WI: Pushyamitra Shunga fails, Mauryas stay in power?

Around 185 BC, when the Maurya Empire was in the terminal stages of it's decline, a general known as Pushyamitra Shunga overthrew the last Maurya emperor, triggering a Greco-Bactrian invasion, and harshly persecuted Buddhists. The gains made by Greco-Bactria would become the Indo-Greek kingdom, and it greatly influenced the history of the subcontinent. What if Pushyamitra failed to assasinate Brihadratha, and the Mauryas remained? How much longer can the Mauryans survive? What is likely to bring them down? What happens to the Deccan? And what happens to the Greco-Bactrians and the nomads of the region?
 
the mauryan empire would endure for maybe another or two generations before falling apart. by 185 bc things were too much against the empire: rebellious population, powerful autonomous lords, free falling economic system, increased dissent among the hindus etc.
 
Well, one of the immediate effects I can see is no Greco-Bactrian invasion of the Northwest. Their whole cassus belli was to protect the Sangha and restore Mauryan sovereignty. Brihadratha was the husband of Berenike, Demetrius' daughter and Pushyamitra antagonized an alliance that had existed since the time of Devavarman.

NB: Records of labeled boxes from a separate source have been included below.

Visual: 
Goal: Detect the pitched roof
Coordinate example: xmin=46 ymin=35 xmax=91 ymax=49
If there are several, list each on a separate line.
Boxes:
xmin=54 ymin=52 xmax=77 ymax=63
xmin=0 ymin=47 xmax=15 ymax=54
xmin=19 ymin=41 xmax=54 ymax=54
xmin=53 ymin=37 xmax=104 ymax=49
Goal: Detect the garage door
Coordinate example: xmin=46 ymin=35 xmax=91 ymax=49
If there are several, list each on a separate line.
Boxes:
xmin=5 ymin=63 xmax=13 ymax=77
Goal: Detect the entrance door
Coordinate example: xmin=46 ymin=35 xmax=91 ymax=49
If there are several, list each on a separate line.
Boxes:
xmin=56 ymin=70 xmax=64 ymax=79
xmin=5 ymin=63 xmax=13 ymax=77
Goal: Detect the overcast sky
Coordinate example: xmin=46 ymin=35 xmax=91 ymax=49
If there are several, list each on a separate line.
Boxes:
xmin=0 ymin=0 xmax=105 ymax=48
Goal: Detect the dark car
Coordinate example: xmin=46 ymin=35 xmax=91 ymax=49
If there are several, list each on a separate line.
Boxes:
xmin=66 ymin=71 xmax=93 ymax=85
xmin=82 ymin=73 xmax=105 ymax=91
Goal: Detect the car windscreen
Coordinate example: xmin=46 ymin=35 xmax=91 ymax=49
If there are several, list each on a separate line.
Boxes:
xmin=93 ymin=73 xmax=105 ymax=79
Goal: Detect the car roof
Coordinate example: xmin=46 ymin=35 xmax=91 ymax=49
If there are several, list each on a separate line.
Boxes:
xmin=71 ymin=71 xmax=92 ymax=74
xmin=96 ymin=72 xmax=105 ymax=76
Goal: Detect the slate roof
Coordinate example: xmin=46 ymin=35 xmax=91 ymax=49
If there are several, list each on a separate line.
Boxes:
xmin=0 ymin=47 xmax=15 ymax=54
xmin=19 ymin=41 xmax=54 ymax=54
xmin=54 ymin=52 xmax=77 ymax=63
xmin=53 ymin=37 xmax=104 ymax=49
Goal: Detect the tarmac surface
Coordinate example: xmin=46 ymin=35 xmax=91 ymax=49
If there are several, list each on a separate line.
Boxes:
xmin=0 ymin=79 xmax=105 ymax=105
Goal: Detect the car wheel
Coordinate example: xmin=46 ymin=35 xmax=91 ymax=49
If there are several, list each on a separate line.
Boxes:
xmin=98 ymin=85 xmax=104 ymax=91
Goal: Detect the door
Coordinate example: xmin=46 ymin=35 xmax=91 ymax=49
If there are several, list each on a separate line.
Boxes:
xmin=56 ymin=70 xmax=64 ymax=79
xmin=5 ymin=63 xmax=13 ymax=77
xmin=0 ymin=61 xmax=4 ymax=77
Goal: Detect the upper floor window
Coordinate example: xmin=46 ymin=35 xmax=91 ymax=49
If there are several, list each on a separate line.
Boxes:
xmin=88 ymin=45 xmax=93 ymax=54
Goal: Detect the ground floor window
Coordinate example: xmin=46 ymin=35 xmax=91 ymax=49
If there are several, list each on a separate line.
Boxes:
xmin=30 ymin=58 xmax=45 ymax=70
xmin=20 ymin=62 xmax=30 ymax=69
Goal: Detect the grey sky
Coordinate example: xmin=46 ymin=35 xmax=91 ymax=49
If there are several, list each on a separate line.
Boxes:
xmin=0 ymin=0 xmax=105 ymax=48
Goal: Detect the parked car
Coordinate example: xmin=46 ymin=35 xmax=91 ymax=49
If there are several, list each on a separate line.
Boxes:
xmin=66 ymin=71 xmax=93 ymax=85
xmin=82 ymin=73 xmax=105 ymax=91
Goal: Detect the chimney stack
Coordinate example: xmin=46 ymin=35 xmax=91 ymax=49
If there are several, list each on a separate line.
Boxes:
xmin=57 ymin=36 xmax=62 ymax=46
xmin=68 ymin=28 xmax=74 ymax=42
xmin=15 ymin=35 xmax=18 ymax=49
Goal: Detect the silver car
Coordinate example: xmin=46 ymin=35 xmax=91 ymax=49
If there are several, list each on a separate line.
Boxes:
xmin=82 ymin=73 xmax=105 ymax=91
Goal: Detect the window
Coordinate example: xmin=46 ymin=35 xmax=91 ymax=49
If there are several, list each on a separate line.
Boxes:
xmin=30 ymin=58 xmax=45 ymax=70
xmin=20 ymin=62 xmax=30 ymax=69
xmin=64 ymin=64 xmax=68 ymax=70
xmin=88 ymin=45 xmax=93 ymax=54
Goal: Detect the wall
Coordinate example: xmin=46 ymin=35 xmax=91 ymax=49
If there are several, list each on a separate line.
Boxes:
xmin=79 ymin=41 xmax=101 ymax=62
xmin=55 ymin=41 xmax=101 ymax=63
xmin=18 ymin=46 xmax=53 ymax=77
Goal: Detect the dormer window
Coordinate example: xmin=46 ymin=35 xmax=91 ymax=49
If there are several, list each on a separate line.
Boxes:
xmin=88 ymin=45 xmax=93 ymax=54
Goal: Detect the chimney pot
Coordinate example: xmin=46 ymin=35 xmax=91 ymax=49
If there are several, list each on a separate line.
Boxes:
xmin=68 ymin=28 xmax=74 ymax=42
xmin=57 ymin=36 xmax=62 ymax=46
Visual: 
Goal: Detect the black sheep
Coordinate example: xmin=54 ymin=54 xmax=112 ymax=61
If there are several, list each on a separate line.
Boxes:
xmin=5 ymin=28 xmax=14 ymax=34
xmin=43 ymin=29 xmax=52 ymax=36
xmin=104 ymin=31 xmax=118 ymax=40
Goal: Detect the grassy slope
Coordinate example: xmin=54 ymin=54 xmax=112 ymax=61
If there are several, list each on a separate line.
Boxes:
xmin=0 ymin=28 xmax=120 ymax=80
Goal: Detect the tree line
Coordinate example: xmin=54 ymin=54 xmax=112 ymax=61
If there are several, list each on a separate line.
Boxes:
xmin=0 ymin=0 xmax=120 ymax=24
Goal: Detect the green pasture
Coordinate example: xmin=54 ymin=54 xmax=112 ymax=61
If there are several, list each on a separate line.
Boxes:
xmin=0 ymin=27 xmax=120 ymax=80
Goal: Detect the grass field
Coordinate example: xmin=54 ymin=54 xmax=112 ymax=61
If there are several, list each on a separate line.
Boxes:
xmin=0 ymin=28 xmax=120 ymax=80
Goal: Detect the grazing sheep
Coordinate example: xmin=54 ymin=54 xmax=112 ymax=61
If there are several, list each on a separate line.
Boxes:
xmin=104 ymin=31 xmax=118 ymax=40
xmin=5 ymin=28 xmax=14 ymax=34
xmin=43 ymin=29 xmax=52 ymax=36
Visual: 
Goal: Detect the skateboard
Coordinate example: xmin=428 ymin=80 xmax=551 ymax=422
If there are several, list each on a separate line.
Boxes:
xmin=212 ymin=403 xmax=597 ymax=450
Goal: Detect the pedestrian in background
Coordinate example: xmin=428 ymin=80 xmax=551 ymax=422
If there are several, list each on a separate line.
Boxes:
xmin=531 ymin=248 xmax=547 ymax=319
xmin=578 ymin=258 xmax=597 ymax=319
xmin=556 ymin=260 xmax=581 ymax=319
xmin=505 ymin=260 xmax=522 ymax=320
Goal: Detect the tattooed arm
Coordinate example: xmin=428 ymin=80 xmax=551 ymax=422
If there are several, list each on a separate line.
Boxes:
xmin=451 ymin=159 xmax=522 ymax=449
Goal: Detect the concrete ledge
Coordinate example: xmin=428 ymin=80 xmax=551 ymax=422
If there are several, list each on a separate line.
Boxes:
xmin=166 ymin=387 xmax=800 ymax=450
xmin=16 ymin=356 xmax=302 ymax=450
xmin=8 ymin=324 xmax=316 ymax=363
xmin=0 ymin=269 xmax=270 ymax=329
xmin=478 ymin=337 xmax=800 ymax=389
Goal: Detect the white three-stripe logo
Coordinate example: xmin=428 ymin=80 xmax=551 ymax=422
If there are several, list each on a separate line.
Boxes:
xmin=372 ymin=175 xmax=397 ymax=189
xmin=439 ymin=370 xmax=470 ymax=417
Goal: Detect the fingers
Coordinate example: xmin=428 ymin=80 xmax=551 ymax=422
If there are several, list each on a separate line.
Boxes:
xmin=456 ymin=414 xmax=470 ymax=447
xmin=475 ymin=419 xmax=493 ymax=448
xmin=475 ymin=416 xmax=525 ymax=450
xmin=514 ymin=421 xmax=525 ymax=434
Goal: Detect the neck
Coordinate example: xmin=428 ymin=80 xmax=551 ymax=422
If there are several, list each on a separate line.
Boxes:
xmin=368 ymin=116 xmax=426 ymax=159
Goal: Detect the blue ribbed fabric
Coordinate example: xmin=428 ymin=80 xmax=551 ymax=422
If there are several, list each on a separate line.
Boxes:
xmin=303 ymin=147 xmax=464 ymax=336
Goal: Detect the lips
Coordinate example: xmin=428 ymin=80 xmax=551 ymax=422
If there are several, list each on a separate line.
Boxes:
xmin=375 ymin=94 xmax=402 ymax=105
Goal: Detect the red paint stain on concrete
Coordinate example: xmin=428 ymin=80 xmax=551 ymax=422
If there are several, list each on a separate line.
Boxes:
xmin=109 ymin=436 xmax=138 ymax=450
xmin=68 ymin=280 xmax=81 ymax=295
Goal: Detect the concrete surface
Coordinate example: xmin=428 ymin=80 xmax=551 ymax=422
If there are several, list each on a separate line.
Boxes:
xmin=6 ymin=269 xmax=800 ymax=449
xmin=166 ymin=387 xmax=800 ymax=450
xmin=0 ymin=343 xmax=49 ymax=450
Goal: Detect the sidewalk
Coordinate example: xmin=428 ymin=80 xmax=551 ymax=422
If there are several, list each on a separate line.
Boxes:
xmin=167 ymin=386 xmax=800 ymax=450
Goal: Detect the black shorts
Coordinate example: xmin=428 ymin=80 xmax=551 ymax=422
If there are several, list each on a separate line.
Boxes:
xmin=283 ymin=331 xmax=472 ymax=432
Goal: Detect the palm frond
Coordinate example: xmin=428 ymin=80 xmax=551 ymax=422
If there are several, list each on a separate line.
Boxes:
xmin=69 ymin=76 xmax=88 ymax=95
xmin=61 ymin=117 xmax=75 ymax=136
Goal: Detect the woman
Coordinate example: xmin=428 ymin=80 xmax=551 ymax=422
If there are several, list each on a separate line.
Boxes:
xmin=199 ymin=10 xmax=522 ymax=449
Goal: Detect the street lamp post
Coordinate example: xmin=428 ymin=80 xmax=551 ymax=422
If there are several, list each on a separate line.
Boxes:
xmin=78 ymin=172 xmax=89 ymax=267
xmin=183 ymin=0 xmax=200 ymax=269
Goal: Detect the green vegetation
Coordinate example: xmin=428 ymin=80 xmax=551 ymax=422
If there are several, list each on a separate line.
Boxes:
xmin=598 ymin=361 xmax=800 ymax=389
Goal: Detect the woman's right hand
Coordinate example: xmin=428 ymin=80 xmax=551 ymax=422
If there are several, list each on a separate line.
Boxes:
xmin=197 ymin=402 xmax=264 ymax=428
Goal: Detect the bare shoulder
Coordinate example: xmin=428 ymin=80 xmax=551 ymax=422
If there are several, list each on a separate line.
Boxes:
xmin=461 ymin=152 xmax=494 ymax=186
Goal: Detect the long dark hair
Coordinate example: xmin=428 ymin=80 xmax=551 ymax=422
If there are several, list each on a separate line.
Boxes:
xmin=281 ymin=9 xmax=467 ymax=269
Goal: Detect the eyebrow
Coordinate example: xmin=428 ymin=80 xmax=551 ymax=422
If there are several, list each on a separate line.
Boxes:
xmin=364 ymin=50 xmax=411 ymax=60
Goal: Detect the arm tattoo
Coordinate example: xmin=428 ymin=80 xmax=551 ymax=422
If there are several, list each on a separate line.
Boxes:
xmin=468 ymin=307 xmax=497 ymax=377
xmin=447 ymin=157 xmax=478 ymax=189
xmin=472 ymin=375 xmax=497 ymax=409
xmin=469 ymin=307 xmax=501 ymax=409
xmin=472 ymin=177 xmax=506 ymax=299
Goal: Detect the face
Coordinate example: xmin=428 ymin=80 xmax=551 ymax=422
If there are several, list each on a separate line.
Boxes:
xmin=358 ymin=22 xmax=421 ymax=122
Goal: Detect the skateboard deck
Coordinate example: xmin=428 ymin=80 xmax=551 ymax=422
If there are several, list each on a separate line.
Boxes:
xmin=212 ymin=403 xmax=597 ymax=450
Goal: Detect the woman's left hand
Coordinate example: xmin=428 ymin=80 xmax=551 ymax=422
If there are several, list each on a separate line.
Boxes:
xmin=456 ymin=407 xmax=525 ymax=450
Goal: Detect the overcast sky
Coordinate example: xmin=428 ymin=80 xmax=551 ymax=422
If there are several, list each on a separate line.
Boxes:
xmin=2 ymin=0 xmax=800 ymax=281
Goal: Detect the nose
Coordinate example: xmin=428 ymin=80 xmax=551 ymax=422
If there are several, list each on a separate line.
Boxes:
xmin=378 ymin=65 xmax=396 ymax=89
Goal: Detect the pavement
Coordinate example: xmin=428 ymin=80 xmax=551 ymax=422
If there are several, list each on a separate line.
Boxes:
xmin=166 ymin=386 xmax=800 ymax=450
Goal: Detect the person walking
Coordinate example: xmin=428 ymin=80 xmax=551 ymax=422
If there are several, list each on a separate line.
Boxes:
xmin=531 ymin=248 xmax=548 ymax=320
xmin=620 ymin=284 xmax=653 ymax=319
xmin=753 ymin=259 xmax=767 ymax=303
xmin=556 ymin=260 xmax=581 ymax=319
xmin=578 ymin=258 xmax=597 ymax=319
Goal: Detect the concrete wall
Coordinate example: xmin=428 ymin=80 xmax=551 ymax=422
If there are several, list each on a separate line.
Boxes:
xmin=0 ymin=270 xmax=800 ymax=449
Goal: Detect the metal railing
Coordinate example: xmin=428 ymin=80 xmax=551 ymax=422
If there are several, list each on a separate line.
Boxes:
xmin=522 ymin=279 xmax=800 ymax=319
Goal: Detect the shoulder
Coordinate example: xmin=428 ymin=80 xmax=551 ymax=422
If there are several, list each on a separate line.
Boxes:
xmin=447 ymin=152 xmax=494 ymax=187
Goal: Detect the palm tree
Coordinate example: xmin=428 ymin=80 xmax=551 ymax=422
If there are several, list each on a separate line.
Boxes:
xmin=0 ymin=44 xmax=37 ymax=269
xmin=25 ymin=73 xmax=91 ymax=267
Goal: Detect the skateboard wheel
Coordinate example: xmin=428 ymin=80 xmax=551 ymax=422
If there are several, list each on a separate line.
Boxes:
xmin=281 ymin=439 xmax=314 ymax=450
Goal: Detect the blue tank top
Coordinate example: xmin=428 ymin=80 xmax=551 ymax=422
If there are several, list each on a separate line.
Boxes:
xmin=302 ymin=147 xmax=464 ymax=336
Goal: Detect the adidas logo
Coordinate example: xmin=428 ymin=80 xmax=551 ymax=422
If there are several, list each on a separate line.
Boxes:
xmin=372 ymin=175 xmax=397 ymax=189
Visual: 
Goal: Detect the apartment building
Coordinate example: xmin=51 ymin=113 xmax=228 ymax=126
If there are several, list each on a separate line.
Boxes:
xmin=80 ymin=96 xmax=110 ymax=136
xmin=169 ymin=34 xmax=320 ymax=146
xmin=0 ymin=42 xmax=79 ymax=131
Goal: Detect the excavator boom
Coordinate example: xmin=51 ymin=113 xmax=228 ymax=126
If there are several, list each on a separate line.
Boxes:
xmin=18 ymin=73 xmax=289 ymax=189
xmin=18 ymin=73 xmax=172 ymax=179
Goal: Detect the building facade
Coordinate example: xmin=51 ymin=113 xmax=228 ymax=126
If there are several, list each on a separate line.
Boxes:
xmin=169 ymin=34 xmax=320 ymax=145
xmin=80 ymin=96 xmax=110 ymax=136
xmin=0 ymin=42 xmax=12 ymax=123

This might mean a longer flourishing and more direct Hellenic influence in the region. The Satavahanas will also nominally remain vassals of the Mauryans for longer, no one was gonna rebel while the imperial family still sat in Pataliputra. Shatadhanvan's rule had ensured that. But can the empire last on a whole? Hard to tell. Romola Thapar supposes that Brihadratha's predecessor had put into motion a small restoration of Mauryan power and given that Brihadratha ruled for over nine years prior to his assassination might indicate the imperial household was tightening it's hold on the bureaucrats and feudatories again.